Obama rejects swap deal

In May 2010, Prime Minister Erdogan of Turkey and President Lula of Brazil brokered a deal whereby Iran agreed to exchange 1,200kg of its low enriched uranium (LEU) for 20% enriched uranium fuel for the Tehran Research Reactor, which was supplied by the US in the 60s and is used to produce medical isotopes.


Obama had encouraged Brazil and Turkey to broker the deal, writing a letter to President Lula, the text of which is in the public domain [8].  But, when the deal was done, he rejected it, on the grounds that it did not require Iran to halt its enrichment programme, when in his letter of encouragement to Lula he said he was prepared to allow enrichment to continue.


The deal involved Iran swapping around half of the LEU that it had enriched up to then, LEU that would no longer be available for further enrichment to weapons grade, if Iran was of a mind to do so.  As Obama wrote in his letter:


“For us, Iran’s agreement to transfer 1,200 kg of Iran’s low enriched uranium (LEU) out of the country would build confidence and reduce regional tensions by substantially reducing Iran’s LEU stockpile.”


But he rejected the deal, and proceeded to promote a Security Council resolution imposing further, rather mild, economic sanctions on Iran.


(For details of this, see my article On “dealing with Iran in Irish Foreign Affairs 5/3, September 2012 [9])


Then, in December 2011, the US Congress passed legislation at the behest of the Israeli lobby that require the US administration to bully other states around the world to stop buying Iranian oil on pain of being cut off from the US financial system.  This was accepted by Obama, who dared not offend the Israeli lobby.  These sanctions are not approved by the UN, but they are likely to make life miserable for a lot of Iranians thanks to Obama.


Settled in 2005

The nuclear issue could have been settled in 2005, before it was referred to the Security Council, if the US had been prepared to accord Iran its rights under the Nuclear Non-Proliferation Treaty (NPT) to uranium enrichment.


At that time, in negotiations with the UK, France and Germany, Iran proposed a wide range of measures to give confidence internationally that its nuclear activities were for civil purposes.  Writing in the Daily Telegraph on 23 January 2012, Peter Jenkins, the UK Ambassador to the IAEA from 2001 and 2006, said of this offer:


“With hindsight, that offer should have been snapped up.

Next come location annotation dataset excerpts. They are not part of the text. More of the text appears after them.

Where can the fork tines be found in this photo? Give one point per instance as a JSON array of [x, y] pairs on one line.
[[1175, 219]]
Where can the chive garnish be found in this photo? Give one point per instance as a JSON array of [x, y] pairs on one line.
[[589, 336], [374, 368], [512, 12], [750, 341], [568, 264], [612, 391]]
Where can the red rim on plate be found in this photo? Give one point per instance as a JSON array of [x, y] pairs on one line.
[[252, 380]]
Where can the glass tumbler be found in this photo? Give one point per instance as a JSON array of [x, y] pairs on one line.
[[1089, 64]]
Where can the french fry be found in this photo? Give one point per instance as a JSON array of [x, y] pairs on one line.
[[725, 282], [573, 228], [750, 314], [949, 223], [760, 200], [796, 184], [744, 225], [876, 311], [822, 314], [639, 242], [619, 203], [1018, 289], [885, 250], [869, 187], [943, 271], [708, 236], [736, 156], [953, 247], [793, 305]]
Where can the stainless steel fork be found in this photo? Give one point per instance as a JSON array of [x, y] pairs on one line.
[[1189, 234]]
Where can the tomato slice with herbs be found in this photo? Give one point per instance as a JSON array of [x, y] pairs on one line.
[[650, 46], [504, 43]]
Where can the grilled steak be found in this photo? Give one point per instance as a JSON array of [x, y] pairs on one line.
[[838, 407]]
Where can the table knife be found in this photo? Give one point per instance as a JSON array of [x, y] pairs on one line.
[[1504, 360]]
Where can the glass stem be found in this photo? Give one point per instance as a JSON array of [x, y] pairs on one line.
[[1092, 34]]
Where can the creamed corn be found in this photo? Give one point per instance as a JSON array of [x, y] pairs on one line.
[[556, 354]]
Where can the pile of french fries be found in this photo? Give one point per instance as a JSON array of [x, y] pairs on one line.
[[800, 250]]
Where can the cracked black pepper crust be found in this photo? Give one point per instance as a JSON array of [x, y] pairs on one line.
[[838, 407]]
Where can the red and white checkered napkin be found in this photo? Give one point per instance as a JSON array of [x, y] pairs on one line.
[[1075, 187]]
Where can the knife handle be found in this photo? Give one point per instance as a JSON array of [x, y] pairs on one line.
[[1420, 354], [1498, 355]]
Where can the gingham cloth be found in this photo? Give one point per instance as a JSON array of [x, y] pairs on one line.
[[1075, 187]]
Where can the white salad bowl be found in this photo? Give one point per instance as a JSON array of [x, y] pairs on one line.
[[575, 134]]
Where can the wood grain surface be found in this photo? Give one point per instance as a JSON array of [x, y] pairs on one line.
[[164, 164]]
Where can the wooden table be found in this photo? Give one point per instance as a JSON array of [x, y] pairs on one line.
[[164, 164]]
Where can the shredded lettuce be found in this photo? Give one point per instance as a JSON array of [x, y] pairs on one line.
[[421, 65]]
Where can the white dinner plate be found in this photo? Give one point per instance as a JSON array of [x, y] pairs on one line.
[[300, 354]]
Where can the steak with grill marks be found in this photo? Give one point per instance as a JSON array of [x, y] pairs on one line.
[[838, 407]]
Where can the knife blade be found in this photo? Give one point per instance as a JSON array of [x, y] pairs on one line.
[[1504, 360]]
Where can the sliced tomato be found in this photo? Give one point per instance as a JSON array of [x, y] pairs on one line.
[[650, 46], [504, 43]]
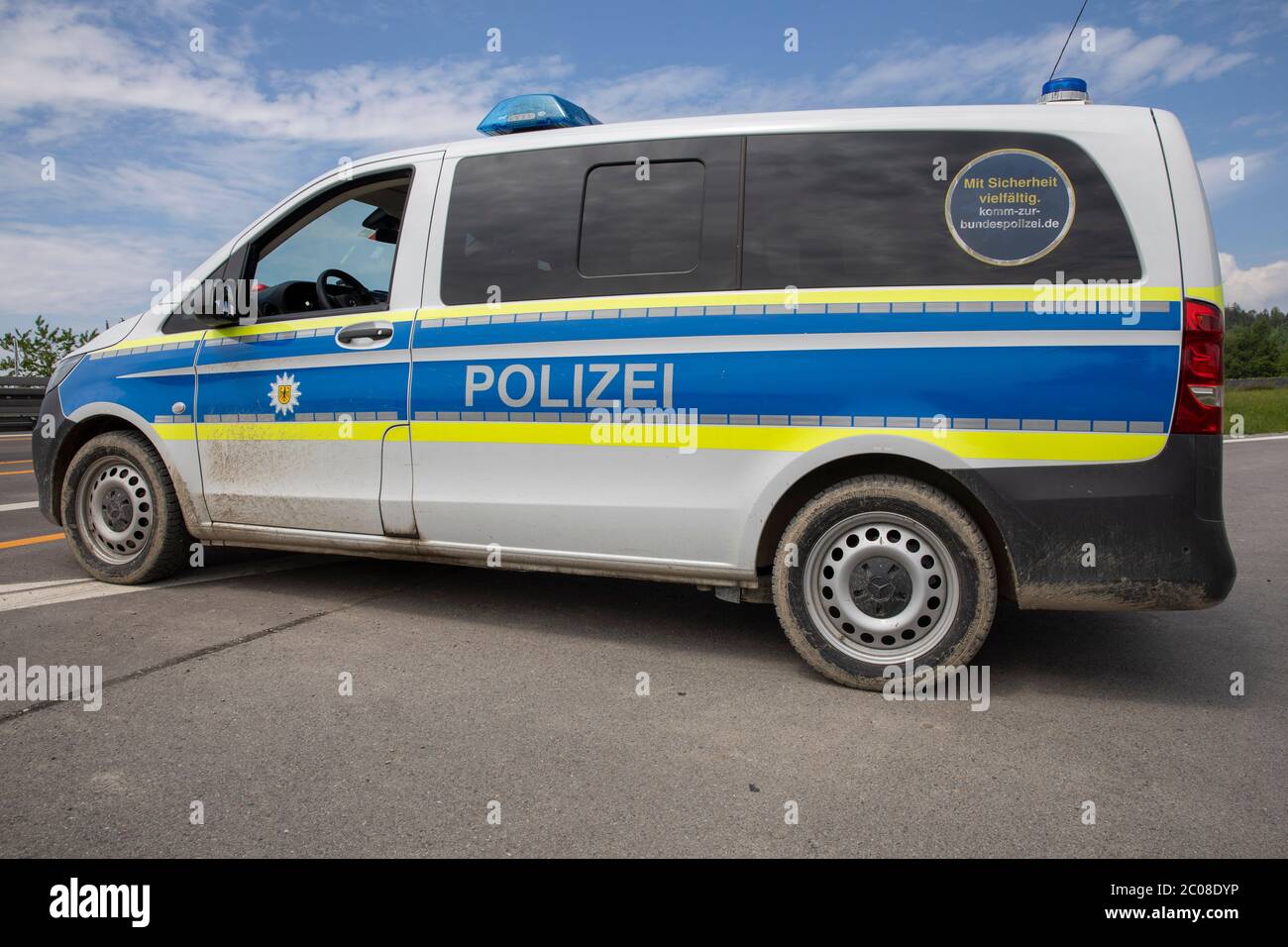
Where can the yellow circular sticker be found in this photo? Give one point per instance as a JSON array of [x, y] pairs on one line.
[[1010, 206]]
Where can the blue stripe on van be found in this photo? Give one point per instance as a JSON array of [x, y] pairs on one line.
[[1132, 382]]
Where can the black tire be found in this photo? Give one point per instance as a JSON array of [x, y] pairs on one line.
[[954, 637], [166, 543]]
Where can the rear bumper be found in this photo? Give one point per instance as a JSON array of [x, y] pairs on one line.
[[1113, 536]]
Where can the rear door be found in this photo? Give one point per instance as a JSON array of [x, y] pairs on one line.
[[296, 406]]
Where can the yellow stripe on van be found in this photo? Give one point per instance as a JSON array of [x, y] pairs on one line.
[[948, 294], [969, 445], [1209, 294]]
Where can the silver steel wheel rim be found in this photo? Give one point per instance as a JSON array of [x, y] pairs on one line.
[[881, 587], [115, 510]]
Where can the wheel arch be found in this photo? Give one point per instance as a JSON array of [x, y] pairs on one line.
[[810, 483], [99, 418]]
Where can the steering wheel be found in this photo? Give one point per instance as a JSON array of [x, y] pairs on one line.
[[347, 294]]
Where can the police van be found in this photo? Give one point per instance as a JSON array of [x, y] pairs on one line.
[[877, 367]]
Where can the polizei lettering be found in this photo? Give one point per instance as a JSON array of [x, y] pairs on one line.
[[572, 385]]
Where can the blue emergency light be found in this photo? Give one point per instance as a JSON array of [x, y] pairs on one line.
[[1065, 89], [535, 112]]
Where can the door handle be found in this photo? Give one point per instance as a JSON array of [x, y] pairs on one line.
[[365, 335]]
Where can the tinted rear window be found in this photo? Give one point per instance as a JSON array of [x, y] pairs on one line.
[[866, 209], [642, 219], [515, 222]]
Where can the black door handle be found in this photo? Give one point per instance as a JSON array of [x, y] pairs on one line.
[[375, 331]]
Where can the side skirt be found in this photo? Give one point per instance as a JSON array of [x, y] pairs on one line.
[[471, 554]]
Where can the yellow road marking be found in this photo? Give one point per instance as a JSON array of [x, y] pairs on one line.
[[31, 540]]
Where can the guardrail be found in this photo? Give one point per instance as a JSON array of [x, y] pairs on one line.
[[20, 399]]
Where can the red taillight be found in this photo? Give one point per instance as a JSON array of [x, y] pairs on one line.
[[1199, 394]]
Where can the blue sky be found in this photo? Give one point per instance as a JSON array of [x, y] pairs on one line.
[[161, 154]]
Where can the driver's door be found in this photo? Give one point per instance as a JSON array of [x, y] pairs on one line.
[[304, 402]]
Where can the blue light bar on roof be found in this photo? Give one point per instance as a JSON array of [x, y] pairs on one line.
[[1065, 89], [535, 114]]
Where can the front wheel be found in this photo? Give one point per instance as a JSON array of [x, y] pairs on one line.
[[121, 513], [880, 571]]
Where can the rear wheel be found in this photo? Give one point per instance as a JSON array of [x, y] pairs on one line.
[[121, 513], [879, 571]]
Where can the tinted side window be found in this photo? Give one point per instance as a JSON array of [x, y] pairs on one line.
[[863, 209], [515, 222], [642, 219]]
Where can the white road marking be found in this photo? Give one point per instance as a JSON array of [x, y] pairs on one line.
[[11, 506], [59, 591]]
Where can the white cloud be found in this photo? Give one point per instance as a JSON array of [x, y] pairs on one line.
[[227, 136], [80, 275], [1218, 183], [1256, 287]]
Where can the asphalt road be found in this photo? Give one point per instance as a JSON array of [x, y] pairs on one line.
[[477, 686]]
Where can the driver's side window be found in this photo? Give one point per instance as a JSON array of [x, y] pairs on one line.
[[335, 253]]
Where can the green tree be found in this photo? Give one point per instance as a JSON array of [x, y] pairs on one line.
[[39, 348], [1256, 343]]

It wasn’t, because our objective was to put a stop to all enrichment in Iran.” [10]


That was the US position under the Bush administration, but there is no reason to believe that it has been changed by Obama – and without a change there will be no settlement because Iran is not going to surrender its right under the NPT to uranium enrichment.  A settlement is there for the taking if Obama was to recognise that right and act upon it.  But he hasn’t done so.


A much bigger game

Obama knows that Iran hasn’t got a nuclear weapons programme.  He knows that in report after report the IAEA has found no diversion of nuclear material from Iran’s nuclear facilities for weapons (or any other) purposes – because Iran’s nuclear facilities, unlike Israel’s, are under IAEA supervision.  He knows that, should Iran set about producing highly enriched uranium, the IAEA, and the world, would know more or less immediately.  So, why not settle?

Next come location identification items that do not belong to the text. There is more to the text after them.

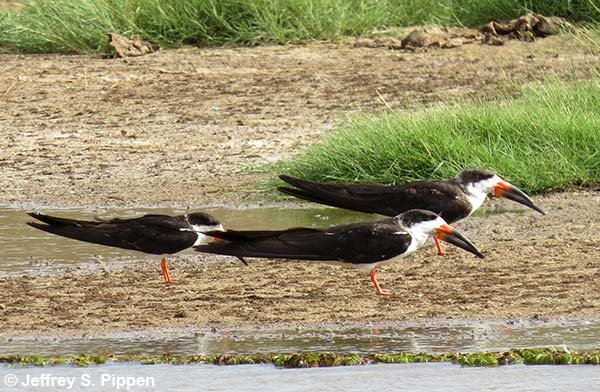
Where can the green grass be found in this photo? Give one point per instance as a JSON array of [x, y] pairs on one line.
[[545, 356], [546, 139], [80, 26]]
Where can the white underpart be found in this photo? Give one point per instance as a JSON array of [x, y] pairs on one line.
[[419, 233], [477, 191], [203, 239]]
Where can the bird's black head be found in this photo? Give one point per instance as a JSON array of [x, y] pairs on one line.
[[472, 176], [201, 219]]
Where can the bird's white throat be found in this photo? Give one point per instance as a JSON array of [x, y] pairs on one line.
[[477, 191]]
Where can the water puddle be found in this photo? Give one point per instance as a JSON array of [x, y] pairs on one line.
[[466, 337], [431, 377], [27, 250]]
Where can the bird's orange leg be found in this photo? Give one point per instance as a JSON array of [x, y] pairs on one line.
[[439, 246], [378, 289], [165, 269]]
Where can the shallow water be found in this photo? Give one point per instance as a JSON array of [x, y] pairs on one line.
[[265, 378], [434, 338], [24, 249]]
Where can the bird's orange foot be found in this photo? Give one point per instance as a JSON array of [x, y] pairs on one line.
[[165, 271], [378, 289], [439, 246]]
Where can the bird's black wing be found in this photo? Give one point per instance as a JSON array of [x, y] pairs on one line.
[[366, 242], [156, 234], [442, 197]]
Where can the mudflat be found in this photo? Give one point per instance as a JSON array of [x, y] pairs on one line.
[[182, 128]]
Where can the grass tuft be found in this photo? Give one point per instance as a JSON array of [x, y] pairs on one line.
[[547, 139]]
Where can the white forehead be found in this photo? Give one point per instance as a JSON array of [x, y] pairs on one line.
[[484, 186], [203, 228], [426, 227]]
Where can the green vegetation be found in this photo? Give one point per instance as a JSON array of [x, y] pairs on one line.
[[81, 26], [546, 356], [547, 139]]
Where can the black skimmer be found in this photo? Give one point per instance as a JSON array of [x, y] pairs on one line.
[[363, 245], [453, 199], [154, 234]]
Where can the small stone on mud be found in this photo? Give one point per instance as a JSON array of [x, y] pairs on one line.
[[129, 47]]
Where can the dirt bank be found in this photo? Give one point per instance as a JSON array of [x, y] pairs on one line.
[[179, 127]]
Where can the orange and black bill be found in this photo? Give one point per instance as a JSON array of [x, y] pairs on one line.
[[511, 192], [448, 234]]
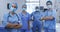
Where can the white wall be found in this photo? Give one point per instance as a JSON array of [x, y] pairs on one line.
[[3, 6]]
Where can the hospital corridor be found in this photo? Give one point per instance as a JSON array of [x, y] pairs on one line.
[[29, 15]]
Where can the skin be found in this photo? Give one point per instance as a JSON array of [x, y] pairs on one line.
[[48, 17], [10, 25]]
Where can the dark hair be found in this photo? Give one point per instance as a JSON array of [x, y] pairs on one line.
[[49, 2], [36, 7], [24, 5]]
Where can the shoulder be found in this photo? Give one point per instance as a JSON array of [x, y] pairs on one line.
[[6, 15]]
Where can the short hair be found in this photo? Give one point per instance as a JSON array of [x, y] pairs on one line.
[[24, 5], [49, 2], [10, 5], [36, 7]]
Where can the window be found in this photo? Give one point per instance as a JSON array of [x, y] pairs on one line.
[[31, 4]]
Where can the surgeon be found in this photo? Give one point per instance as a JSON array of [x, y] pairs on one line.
[[50, 18], [25, 19], [37, 23], [11, 20]]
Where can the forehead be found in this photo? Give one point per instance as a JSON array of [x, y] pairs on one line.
[[13, 4]]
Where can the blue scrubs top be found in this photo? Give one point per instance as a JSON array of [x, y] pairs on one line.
[[8, 18], [37, 16], [25, 19], [50, 24]]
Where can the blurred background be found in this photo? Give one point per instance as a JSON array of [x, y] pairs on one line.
[[31, 4]]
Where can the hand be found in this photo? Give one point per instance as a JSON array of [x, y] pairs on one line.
[[9, 25], [17, 26]]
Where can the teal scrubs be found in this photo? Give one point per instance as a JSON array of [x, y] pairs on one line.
[[14, 19], [50, 25], [25, 19]]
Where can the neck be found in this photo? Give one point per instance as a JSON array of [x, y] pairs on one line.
[[24, 12], [12, 13]]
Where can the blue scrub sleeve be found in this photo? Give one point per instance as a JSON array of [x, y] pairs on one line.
[[20, 21], [5, 22], [54, 14]]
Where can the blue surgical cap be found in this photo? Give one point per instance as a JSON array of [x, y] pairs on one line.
[[10, 5]]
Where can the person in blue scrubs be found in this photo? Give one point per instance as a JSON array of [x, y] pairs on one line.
[[37, 23], [50, 19], [11, 20], [25, 19]]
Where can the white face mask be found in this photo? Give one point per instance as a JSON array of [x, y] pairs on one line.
[[24, 9], [13, 9], [37, 9], [49, 6]]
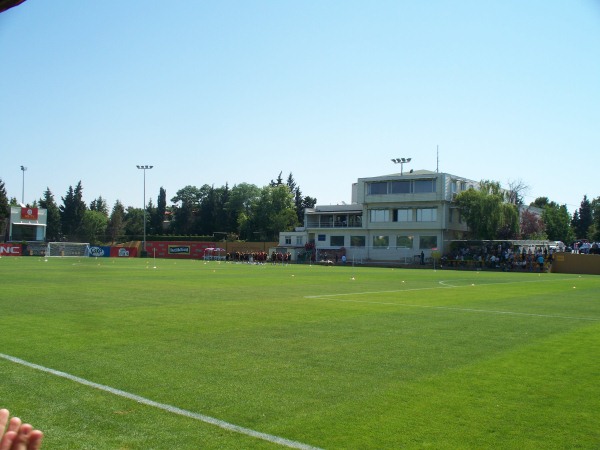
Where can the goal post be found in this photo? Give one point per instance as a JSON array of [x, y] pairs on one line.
[[68, 249]]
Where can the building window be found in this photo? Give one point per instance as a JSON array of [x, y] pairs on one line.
[[427, 242], [336, 241], [404, 241], [426, 214], [379, 215], [358, 241], [424, 186], [381, 241], [403, 215], [400, 187], [378, 188]]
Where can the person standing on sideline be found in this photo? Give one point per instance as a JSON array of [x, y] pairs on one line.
[[18, 435]]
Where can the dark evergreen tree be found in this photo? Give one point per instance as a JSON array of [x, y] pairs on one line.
[[72, 212], [99, 205], [187, 203], [53, 224], [4, 210], [558, 224], [277, 182], [134, 223], [595, 228], [584, 220], [116, 223], [157, 216]]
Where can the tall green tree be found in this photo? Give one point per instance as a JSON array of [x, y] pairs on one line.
[[99, 205], [93, 227], [582, 219], [187, 205], [157, 216], [53, 222], [239, 209], [486, 212], [273, 212], [134, 223], [72, 212], [4, 208], [595, 228], [557, 221], [116, 223]]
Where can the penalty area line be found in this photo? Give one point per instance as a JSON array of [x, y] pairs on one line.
[[451, 308], [169, 408]]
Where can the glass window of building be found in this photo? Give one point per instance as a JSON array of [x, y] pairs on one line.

The only plausible answer is that there is a much bigger game being played by the US.  That Obama doesn’t want to settle, that in reality his quarrel with Iran is not about its nuclear activities at all, but about preventing Iran becoming a major power in the Middle East in opposition to the US.  A change in regime to one that is prepared to do US bidding would be ideal, but that is probably outside the realms of possibility.


For now, the US game seems to be to keep the pressure on Iran by ferocious economic sanctions and other means, leaving open the option of military action, justified as a measure to prevent Iran developing nuclear weapons – which is why the nuclear issue cannot be put to bed.